I looked for other options, such as the various UNIX SVR4s from the likes of Dell and Everex. They required an expensive tape drive. CD-ROMs were not yet popular in the early 1990s.
Then in 1995, I bought a CD set which has a bunch of Linux distros, from Walnut Creek Software. The set included Slackware, Red Hat, and Debian. That was a life changing moment.
Fast forward a couple of decades, I am a full time consultant on open source (mainly Drupal and LAMP), running on top of Linux (mainly Ubuntu Server LTS). And I am typing this from my main laptop, which runs KDE Ubuntu.
Thank you Linus, and thank you Ian, and a few thousand more people who made all this possible.
2bits.com, Inc: Drupal, WordPress, and LAMP performance tuning.
SLS was fun to play with, but sadly that's all I did. I grabbed a boot and root diskette image plus the A and B series diskettes from a local BBS in the Twin Cities sometime in 1993. SPS 099pl13 or something. Moobasi BBS? Anyway, I also grabbed the X series for XFree86, but I couldn't get it to work (I might've had a Diamond Stealth VRAM at the time which didn't play nice outside of Windows), so I mostly just putzed on the command line.
By the time I tried Slackware for my 486, I'd upgraded to a CL5343-based Speedstar 64 because it worked with OS/2, and XFree86 was perfectly happy.
I was purchasing monthly shareware CDs packs.
I found these some 40 floppy images, it turned out to be a unix, LINUX ! 0.92 kernel.
Slackware !
Back in high school, around 1996, I discovered FreeBSD and Slackware while scouring the USENET.
Installed both in turn on my Packard Bell 486DX2 to check it out. Didn't really know how to use it and didn't know anyone to talk to for questions. But was still excited on the idea of a completely free OS.
A year+ later I was in college and learning about it again, first in intro CS classes, this time using Red Hat and with many knowledgeable peers to learn from. Then I started building and configuring the kernel for my PC (Pentium 233MHz MMX). If I remember, the first kenel I compiled was 2.2.10 or so. Then moved on to Mandrake, Debian, and Ubuntu and Linux Mint.
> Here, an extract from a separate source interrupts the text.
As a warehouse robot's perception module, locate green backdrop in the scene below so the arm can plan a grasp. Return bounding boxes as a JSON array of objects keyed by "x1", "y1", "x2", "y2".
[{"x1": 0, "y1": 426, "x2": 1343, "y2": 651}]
Back in 1998 I was frequenting BBS, and I setup a 386 to create a website about 3D gaming as the first trully 3D capable cards made it to market. First, the RealVR, then the Monster3D (first version of the 3dfx later aquired by Nvidia). So I started playing with Linux, and with PHP 1.0 to create a very basic Blog site with a friend. I didn't know well what I was doing until we later launched a more mainstream site to research used and new cars (this was 1999) and we were introduced to a properly installed Slackware powered by PHP 2, MySQL, Apache, Sendmail. We rebooted that system only once in three years, as it was hosted in the USA, and we lived in serviced the Argentina market from it. The reason for a reboot was upgrading the kernel and accomodating more functionality on the same U2. The site was highly optimized and served millions of pages per month from a single pentium core. And the reinstalation (including Boot Loader) was all done with a single script - if anything would go wrong we'd have to to use a nasty backup plan. But amazingly, the server installed the upgrade, changed all needed configurations, rebooted, continued to reconfigure network and everything on it's own, to appear live about 1 minute after the reboot. it was 550 days uptime, for a very very busy server (at the time). For this, we had an a self-taught expert that had studied engineering and physics, and that thought us all the things me and my colleage at the time knew about Linux (the kind of things you don't learn from reading map pages). He showed us the true way to use different tools, grep, regular expressions, a bit of shell scripting, how the libraries work, compiling things, how X truly works, and why a lot of things that usually appear cryptic to people with a Windows mentality, make total sense if you change your point of view.
I was amazed to see Linux being used by people that knew how to do anything, easily. I would ask if there's a way to do something really intricate and unthinkable, and he'd think of a 2 minute way to do exactly that, and very well. For example, we wanted to create a UNIQUE email for every inquiry in our website, to host a conversation with a client. If you replied to that email, it'd be routed back to the system. I hink only 10 years later many companies started to do that, but our CTO just opened sendmail, changed some things and connected it with PHP (before any sendmail extensions were in place).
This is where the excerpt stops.